Wednesday, June 03, 2015

UPPING THE DIETARY FIBRE INTAKE QUITE STAGGERINGLY

Sometimes food experiments go disastrously wrong. But I know better now. Last night I cooked a vegetable that I may never have eaten before, and rather regretted the result.
I cut the vegetable in chunks, put them in the pan.
Added chopped bacon and sliced ginger.
When everything was nice and fragrant, I added a splash of water, a hefty dollop of chili paste, some fish dew, and a squeeze of lime.
Then cooked it down till glazey with pan-juices.
Dumped it over rice stick noodles.
And sat down to feast.


Dang that was unpleasant!


The taste was fine. Splendid, in fact. But this damned new vegetable was incredibly fibrous!

After I finished, there was a large pile of stringy green steel-wool in the ashtray next to my seat.


萵筍[莴笋]
WO SEUN

To the people who know this in English, it is 'celtuce', or 'asparagus lettuce'. And yes, it IS edible. The Chinese name for lactuca sativa angustata means 'lettuce bamboo-shoot', and that is appropriate, given the fibrous quality.
This stemmed lettuce has a pleasant and slightly bitter pith, surrounded by a dense wall of fibres that cannot be chewed. Wherefore the next time I cook it, I shall peel the bejazous out of it, and simmer it a whole lot longer. A slow-braise seems like it might work.
Or perhaps boil peeled chunks in lightly salted water for ten minutes before doing anything else with it.

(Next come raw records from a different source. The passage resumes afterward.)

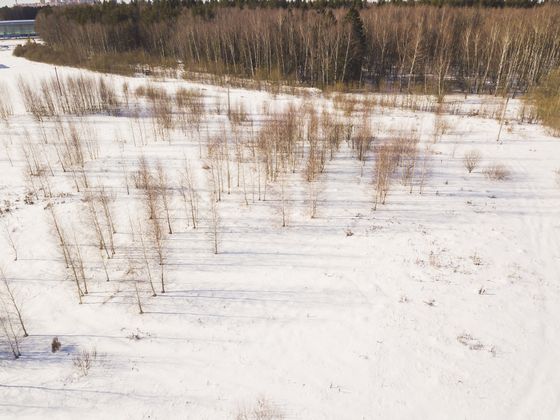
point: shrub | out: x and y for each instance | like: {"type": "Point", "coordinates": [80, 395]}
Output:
{"type": "Point", "coordinates": [471, 160]}
{"type": "Point", "coordinates": [546, 99]}
{"type": "Point", "coordinates": [55, 345]}
{"type": "Point", "coordinates": [497, 172]}
{"type": "Point", "coordinates": [262, 410]}
{"type": "Point", "coordinates": [84, 360]}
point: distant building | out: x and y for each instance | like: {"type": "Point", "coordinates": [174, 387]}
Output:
{"type": "Point", "coordinates": [17, 28]}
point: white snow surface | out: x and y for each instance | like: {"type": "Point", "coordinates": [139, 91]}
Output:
{"type": "Point", "coordinates": [388, 323]}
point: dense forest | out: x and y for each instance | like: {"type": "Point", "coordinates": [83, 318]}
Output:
{"type": "Point", "coordinates": [18, 12]}
{"type": "Point", "coordinates": [418, 47]}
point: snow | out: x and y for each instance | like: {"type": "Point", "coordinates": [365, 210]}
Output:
{"type": "Point", "coordinates": [440, 305]}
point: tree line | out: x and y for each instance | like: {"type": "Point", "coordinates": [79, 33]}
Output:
{"type": "Point", "coordinates": [420, 47]}
{"type": "Point", "coordinates": [19, 12]}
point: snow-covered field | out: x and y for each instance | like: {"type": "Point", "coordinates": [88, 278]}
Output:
{"type": "Point", "coordinates": [440, 305]}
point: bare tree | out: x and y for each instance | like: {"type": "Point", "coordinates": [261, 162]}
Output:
{"type": "Point", "coordinates": [190, 194]}
{"type": "Point", "coordinates": [471, 160]}
{"type": "Point", "coordinates": [13, 301]}
{"type": "Point", "coordinates": [164, 191]}
{"type": "Point", "coordinates": [10, 239]}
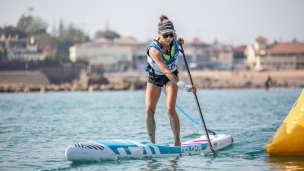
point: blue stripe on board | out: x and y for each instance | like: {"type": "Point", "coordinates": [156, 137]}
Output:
{"type": "Point", "coordinates": [115, 144]}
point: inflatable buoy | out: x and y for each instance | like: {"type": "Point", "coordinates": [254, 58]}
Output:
{"type": "Point", "coordinates": [289, 138]}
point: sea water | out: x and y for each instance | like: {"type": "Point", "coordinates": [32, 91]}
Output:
{"type": "Point", "coordinates": [36, 128]}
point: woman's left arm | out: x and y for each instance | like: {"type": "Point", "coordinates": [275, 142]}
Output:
{"type": "Point", "coordinates": [180, 41]}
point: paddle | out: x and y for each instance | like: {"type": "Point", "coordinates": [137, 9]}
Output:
{"type": "Point", "coordinates": [197, 103]}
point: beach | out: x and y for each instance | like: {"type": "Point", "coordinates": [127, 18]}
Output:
{"type": "Point", "coordinates": [26, 81]}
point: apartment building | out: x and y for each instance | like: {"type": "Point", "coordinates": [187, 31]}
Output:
{"type": "Point", "coordinates": [279, 56]}
{"type": "Point", "coordinates": [19, 49]}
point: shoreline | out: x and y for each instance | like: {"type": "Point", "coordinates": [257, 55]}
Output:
{"type": "Point", "coordinates": [136, 80]}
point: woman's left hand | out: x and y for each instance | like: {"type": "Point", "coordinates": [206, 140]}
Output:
{"type": "Point", "coordinates": [180, 41]}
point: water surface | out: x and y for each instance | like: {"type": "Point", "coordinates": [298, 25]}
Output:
{"type": "Point", "coordinates": [36, 128]}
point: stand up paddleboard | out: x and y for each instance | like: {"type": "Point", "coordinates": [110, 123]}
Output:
{"type": "Point", "coordinates": [109, 149]}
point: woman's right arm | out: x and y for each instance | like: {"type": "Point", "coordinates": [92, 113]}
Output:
{"type": "Point", "coordinates": [157, 57]}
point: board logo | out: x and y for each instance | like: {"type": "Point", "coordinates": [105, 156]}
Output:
{"type": "Point", "coordinates": [90, 146]}
{"type": "Point", "coordinates": [191, 149]}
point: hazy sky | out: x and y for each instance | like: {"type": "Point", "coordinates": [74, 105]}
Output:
{"type": "Point", "coordinates": [229, 21]}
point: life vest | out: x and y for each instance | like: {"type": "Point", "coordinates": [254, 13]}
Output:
{"type": "Point", "coordinates": [170, 60]}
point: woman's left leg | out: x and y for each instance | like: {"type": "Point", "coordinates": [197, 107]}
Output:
{"type": "Point", "coordinates": [171, 95]}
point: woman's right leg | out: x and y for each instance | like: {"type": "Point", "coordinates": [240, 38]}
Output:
{"type": "Point", "coordinates": [152, 96]}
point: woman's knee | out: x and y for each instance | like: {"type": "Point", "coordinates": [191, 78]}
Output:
{"type": "Point", "coordinates": [171, 111]}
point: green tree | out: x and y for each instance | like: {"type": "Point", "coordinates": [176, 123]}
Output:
{"type": "Point", "coordinates": [32, 25]}
{"type": "Point", "coordinates": [107, 34]}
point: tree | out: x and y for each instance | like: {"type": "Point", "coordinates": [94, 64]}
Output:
{"type": "Point", "coordinates": [32, 25]}
{"type": "Point", "coordinates": [107, 34]}
{"type": "Point", "coordinates": [13, 31]}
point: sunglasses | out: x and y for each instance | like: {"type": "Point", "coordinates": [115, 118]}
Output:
{"type": "Point", "coordinates": [167, 35]}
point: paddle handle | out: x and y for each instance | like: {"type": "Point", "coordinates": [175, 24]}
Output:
{"type": "Point", "coordinates": [196, 99]}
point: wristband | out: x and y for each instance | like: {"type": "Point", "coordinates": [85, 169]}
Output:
{"type": "Point", "coordinates": [183, 85]}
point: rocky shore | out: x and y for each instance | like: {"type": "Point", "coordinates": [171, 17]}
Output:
{"type": "Point", "coordinates": [33, 81]}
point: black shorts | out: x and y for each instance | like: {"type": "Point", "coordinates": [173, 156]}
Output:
{"type": "Point", "coordinates": [160, 80]}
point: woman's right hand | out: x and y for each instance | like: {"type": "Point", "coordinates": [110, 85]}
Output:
{"type": "Point", "coordinates": [192, 89]}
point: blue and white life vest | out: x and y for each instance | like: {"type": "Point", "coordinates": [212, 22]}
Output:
{"type": "Point", "coordinates": [170, 62]}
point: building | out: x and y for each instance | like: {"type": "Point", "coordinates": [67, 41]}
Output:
{"type": "Point", "coordinates": [239, 58]}
{"type": "Point", "coordinates": [126, 53]}
{"type": "Point", "coordinates": [106, 55]}
{"type": "Point", "coordinates": [15, 49]}
{"type": "Point", "coordinates": [279, 56]}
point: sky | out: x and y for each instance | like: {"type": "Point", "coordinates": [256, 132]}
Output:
{"type": "Point", "coordinates": [234, 22]}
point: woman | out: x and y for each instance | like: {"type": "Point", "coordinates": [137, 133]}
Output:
{"type": "Point", "coordinates": [162, 66]}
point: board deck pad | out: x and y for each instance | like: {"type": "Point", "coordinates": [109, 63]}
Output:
{"type": "Point", "coordinates": [107, 149]}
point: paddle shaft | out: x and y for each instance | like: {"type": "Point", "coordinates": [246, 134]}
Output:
{"type": "Point", "coordinates": [197, 103]}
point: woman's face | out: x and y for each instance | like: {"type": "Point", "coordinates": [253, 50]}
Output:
{"type": "Point", "coordinates": [166, 37]}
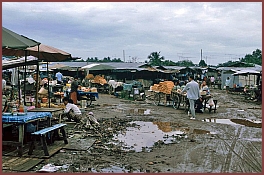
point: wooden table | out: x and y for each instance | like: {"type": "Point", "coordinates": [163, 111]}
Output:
{"type": "Point", "coordinates": [22, 121]}
{"type": "Point", "coordinates": [54, 111]}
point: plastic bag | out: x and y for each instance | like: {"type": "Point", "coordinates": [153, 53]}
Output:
{"type": "Point", "coordinates": [211, 102]}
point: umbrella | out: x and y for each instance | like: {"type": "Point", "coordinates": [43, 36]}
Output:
{"type": "Point", "coordinates": [97, 67]}
{"type": "Point", "coordinates": [13, 40]}
{"type": "Point", "coordinates": [57, 66]}
{"type": "Point", "coordinates": [46, 53]}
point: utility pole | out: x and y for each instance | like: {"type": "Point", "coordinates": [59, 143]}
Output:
{"type": "Point", "coordinates": [124, 56]}
{"type": "Point", "coordinates": [201, 54]}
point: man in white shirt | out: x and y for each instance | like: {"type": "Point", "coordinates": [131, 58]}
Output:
{"type": "Point", "coordinates": [59, 77]}
{"type": "Point", "coordinates": [193, 94]}
{"type": "Point", "coordinates": [73, 112]}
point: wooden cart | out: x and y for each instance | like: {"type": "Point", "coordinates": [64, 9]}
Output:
{"type": "Point", "coordinates": [175, 99]}
{"type": "Point", "coordinates": [180, 100]}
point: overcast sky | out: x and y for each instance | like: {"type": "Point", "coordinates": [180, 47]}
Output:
{"type": "Point", "coordinates": [223, 31]}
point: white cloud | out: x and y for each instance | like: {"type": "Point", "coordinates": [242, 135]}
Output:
{"type": "Point", "coordinates": [88, 29]}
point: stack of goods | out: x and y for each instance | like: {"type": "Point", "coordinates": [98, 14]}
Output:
{"type": "Point", "coordinates": [100, 80]}
{"type": "Point", "coordinates": [155, 87]}
{"type": "Point", "coordinates": [52, 105]}
{"type": "Point", "coordinates": [164, 87]}
{"type": "Point", "coordinates": [85, 89]}
{"type": "Point", "coordinates": [93, 89]}
{"type": "Point", "coordinates": [89, 76]}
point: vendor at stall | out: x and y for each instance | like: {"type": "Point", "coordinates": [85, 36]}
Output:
{"type": "Point", "coordinates": [74, 88]}
{"type": "Point", "coordinates": [72, 112]}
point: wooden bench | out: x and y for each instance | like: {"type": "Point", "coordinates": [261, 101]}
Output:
{"type": "Point", "coordinates": [42, 134]}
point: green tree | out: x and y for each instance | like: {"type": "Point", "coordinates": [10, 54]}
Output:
{"type": "Point", "coordinates": [155, 59]}
{"type": "Point", "coordinates": [169, 63]}
{"type": "Point", "coordinates": [184, 63]}
{"type": "Point", "coordinates": [255, 57]}
{"type": "Point", "coordinates": [202, 63]}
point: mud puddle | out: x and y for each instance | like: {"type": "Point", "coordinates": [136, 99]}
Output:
{"type": "Point", "coordinates": [114, 169]}
{"type": "Point", "coordinates": [239, 122]}
{"type": "Point", "coordinates": [142, 136]}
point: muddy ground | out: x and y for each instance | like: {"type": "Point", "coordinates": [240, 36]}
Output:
{"type": "Point", "coordinates": [165, 139]}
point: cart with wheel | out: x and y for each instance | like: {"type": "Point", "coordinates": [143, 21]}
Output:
{"type": "Point", "coordinates": [180, 100]}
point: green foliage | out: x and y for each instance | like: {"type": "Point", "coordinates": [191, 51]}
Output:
{"type": "Point", "coordinates": [155, 59]}
{"type": "Point", "coordinates": [255, 57]}
{"type": "Point", "coordinates": [169, 63]}
{"type": "Point", "coordinates": [184, 63]}
{"type": "Point", "coordinates": [105, 59]}
{"type": "Point", "coordinates": [202, 63]}
{"type": "Point", "coordinates": [248, 61]}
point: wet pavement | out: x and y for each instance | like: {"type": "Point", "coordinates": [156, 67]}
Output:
{"type": "Point", "coordinates": [140, 137]}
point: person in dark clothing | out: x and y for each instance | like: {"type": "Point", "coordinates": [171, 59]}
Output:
{"type": "Point", "coordinates": [74, 87]}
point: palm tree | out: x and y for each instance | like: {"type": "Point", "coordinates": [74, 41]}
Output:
{"type": "Point", "coordinates": [155, 59]}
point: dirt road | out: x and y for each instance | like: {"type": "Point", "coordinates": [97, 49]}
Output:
{"type": "Point", "coordinates": [137, 136]}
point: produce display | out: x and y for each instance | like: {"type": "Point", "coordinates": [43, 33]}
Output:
{"type": "Point", "coordinates": [100, 80]}
{"type": "Point", "coordinates": [165, 87]}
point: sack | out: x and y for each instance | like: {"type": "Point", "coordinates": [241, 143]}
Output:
{"type": "Point", "coordinates": [211, 102]}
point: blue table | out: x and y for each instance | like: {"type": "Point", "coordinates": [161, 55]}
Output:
{"type": "Point", "coordinates": [22, 121]}
{"type": "Point", "coordinates": [88, 93]}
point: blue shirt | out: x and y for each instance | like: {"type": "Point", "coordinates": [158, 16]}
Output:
{"type": "Point", "coordinates": [193, 91]}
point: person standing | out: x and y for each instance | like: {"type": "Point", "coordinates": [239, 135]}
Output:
{"type": "Point", "coordinates": [212, 81]}
{"type": "Point", "coordinates": [74, 88]}
{"type": "Point", "coordinates": [193, 94]}
{"type": "Point", "coordinates": [59, 77]}
{"type": "Point", "coordinates": [227, 84]}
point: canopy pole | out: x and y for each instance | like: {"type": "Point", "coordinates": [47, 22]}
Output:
{"type": "Point", "coordinates": [19, 88]}
{"type": "Point", "coordinates": [48, 83]}
{"type": "Point", "coordinates": [25, 71]}
{"type": "Point", "coordinates": [37, 87]}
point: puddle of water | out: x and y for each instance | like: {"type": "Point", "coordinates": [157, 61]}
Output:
{"type": "Point", "coordinates": [116, 169]}
{"type": "Point", "coordinates": [241, 122]}
{"type": "Point", "coordinates": [136, 111]}
{"type": "Point", "coordinates": [144, 135]}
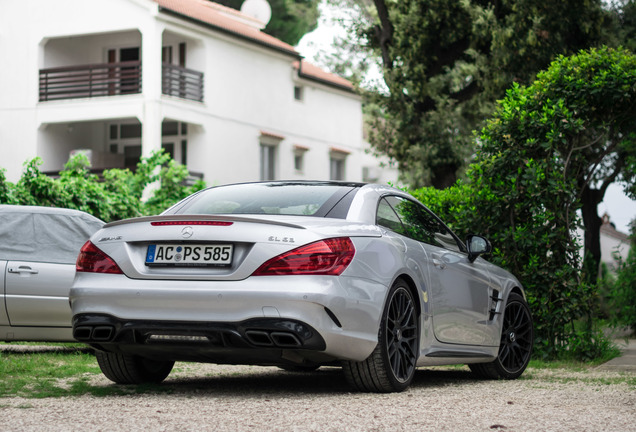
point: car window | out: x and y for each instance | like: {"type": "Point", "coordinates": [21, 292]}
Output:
{"type": "Point", "coordinates": [387, 217]}
{"type": "Point", "coordinates": [269, 198]}
{"type": "Point", "coordinates": [422, 225]}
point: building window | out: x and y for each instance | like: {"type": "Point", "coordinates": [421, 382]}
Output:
{"type": "Point", "coordinates": [125, 139]}
{"type": "Point", "coordinates": [337, 167]}
{"type": "Point", "coordinates": [269, 153]}
{"type": "Point", "coordinates": [298, 93]}
{"type": "Point", "coordinates": [299, 157]}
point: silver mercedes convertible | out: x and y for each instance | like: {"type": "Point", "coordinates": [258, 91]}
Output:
{"type": "Point", "coordinates": [298, 275]}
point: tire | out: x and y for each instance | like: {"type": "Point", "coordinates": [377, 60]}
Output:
{"type": "Point", "coordinates": [515, 349]}
{"type": "Point", "coordinates": [391, 365]}
{"type": "Point", "coordinates": [130, 369]}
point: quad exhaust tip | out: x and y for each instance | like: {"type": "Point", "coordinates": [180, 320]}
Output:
{"type": "Point", "coordinates": [273, 339]}
{"type": "Point", "coordinates": [97, 333]}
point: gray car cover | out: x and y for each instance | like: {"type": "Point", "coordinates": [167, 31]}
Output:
{"type": "Point", "coordinates": [44, 234]}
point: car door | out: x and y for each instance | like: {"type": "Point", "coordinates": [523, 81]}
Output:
{"type": "Point", "coordinates": [459, 290]}
{"type": "Point", "coordinates": [36, 293]}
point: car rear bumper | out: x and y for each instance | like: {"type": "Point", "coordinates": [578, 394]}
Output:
{"type": "Point", "coordinates": [307, 318]}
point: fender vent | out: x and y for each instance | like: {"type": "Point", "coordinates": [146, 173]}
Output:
{"type": "Point", "coordinates": [495, 305]}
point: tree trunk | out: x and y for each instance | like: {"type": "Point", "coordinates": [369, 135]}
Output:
{"type": "Point", "coordinates": [591, 198]}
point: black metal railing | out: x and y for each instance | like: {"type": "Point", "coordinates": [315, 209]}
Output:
{"type": "Point", "coordinates": [109, 79]}
{"type": "Point", "coordinates": [94, 80]}
{"type": "Point", "coordinates": [181, 82]}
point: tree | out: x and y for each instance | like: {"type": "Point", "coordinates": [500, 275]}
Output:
{"type": "Point", "coordinates": [291, 19]}
{"type": "Point", "coordinates": [117, 196]}
{"type": "Point", "coordinates": [551, 149]}
{"type": "Point", "coordinates": [446, 63]}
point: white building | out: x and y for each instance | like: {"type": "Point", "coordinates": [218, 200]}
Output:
{"type": "Point", "coordinates": [615, 245]}
{"type": "Point", "coordinates": [123, 78]}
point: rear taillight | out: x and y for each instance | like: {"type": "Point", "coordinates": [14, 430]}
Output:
{"type": "Point", "coordinates": [93, 260]}
{"type": "Point", "coordinates": [324, 257]}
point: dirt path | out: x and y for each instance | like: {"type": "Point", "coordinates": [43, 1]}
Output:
{"type": "Point", "coordinates": [238, 398]}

It would go very well stirfried with chicken bits and fermented black bean sauce -- touch of garlic and ginger -- or dried shrimp and tamarind broth à l'Indonésienne, with a touch of galangal and ripped fresh herbs.
If fully cooked soft, it could be incorporated into an oyster omelette to good effect.

Or, perhaps, as a humble accompaniment to the noble boiled lobster.

A cooked lemon & mustard butter-sauce with capers and anchovies.

The comparison with asparagus in the second name is apt.

It might also make good nautical rope.

Or paper! Yes, paper!



It is, apparently, a very popular vegetable among the Chinese.

I like the flavour -- it possesses a mild grassy sweet freshness with a slight hint of bitter -- so I will most definitely purchase this thing again.
But I will bejazously out peel and thoroughly more cook it.
I can see where it might have a good texture then.